Artyści zajmujący w nich 3. i 4. miejsce trafiają do dodatkowego konkursu ”Ostatniej Szansy”, skąd czterech najlepszych kwalifikuje się do finałowej 12-tki. Wszystkie koncerty transmitowane są na żywo przez państwową telewizję. Ich oglądalność należy do najwyższych w Szwecji. Rekord padł w 2006 roku kiedy krajowy finał Melodifestivalen, czyli Festiwalu Melodii oglądało ponad 4 miliony 200 tysięcy widzów spośród 9 milionowej ludności.
Co roku podczas występu reprezentanta Szwecji na konkursie Eurowizji miasta pustoszeją, a większość Szwedów ogarnia festiwalowa histeria, którą skutecznie podgrzewają media.

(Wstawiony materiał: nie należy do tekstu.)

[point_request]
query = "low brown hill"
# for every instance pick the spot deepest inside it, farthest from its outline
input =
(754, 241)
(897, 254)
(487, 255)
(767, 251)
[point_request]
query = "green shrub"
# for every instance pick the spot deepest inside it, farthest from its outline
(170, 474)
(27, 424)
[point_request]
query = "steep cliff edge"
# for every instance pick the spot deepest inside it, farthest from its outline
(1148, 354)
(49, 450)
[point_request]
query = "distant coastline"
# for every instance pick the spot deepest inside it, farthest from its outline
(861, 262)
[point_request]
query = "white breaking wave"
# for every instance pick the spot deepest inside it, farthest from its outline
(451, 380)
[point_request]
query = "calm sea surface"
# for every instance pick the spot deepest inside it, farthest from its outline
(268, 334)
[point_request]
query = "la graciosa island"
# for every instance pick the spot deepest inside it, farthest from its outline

"Waterloo"- tą piosenką z finału Eurowizji w 1974 roku Abba rozpoczęła swoją światową karierę. Mało kto wie, że choć Szwedów ogarnęła prawdziwa duma ze zwycięstwa Abby, to grupa ta nie była początkowo tak popularna w Szwecji jak w innych krajach Europy. Szwedzkie radio i telewizja bardzo niechętnie emitowały piosenki sympatycznego kwartetu.
Socjaldemokratyczne państwo wolało prezentować twórczość amatorów, którzy swój talent szlifowali w ludowych domach kultury w niewielkich miasteczkach. Annfrid, Benny, Björn i Agnetha byli na owe czasy zbyt ekstrawaganccy. Zbyt podobni do popowych zespołów z nielubianych Stanów Zjednoczonych czy Brytyjskiego Imperium. Dodatkowo wkrótce stali się bardzo bogaci.
Na szczęście nie uciekli ze Szwecji do "rajów podatkowych" i nie stali się - jak tenisista Björn Borg czy reżyser Ingmar Bergman - wrogami ludu. W kKilka miesięcy po udanym turnee w Australii - w 1977 roku - członkowie Abby zostali ostatecznie zaakceptowani przez władze i stali się wysokiej próby marką Szwecji.
Żaden z późniejszych pięciu szwedzkich zwycięzców Konkursu Eurowizji nie odniósł już takiego sukcesu. Mimo tego popularność Eurowizji wśród Szwedów wciąż jest wysoka, niezależnie od wieku, co może nas nieco jednak dziwić. No, ale: przecież są gusta i guściki.